Nasza Loteria SR - pasek na kartach artykułów

Cupiał zaczął przebudowę Wisły Kraków

Bartosz Karcz
Zdjęcie archiwalne
Zdjęcie archiwalne fot. Jacek Kozioł
W Wiśle Kraków w najbliższym czasie dojdzie do poważnych zmian. Pierwszym krokiem w tym kierunku jest poszerzenie zarządu spółki akcyjnej, do której powołano wczoraj w randze wiceprezesów Janusza Kozioła oraz Mirosława Pałygę. Pierwszy będzie odpowiadał za marketing oraz klubowy PR. Drugi za finanse.

Przypomnijmy, że w zarządzie są już prezes Ryszard Pilch oraz wiceprezesi Jacek Bednarz i Rafał Smalcerz. Zmienił się również skład rady nadzorczej spółki, której przewodniczącym został Mirosław Pawełczyk. W skład rady weszli również: Tadeusz Czerwiński (o tym, że tak się stanie w jego przypadku, informowaliśmy już w grudniu. I tak jak informowaliśmy, jednym z jego pierwszych zadań będzie wygaszenie konfliktu z kibicami), Władysław Szyngiera oraz Genowefa Borkowska.
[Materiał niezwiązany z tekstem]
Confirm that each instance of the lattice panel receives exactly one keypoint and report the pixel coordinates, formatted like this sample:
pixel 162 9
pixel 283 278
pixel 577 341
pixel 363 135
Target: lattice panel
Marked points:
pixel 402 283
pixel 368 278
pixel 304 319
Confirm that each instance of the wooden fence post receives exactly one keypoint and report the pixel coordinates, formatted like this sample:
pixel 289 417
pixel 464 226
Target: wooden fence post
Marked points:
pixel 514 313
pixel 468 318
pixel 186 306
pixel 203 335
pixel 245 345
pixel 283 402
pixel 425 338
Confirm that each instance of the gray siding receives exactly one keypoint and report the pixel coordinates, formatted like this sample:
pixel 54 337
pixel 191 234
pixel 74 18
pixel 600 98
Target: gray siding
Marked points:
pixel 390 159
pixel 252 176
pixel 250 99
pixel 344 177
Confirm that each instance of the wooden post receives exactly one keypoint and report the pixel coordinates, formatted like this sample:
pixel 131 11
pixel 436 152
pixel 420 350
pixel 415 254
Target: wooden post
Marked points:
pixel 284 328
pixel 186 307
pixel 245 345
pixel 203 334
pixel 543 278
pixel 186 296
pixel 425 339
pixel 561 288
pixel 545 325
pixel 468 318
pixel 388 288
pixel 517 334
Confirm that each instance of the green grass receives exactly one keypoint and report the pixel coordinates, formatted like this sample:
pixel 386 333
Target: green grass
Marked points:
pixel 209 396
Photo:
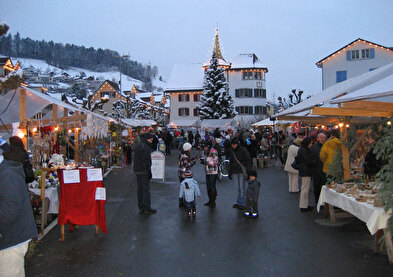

Założenie tych wszystkich zmian jest proste - Wisła ma zacząć dynamicznie rozwijać się we wszystkich sektorach, a marka klubu ma przyciągać sponsorów i kibiców na trybuny. Żeby tak się stało, Wisła musi być oczywiście drużyną walczącą o mistrzostwo Polski i dobrze prezentować się w europejskich pucharach. Gwarancję tego ma dać zespół, którego budowa na dobre rozpocznie się latem, gdy "Biała Gwiazda" upora się wreszcie z problemami finansowymi, które są ciągle niczym kula u nogi.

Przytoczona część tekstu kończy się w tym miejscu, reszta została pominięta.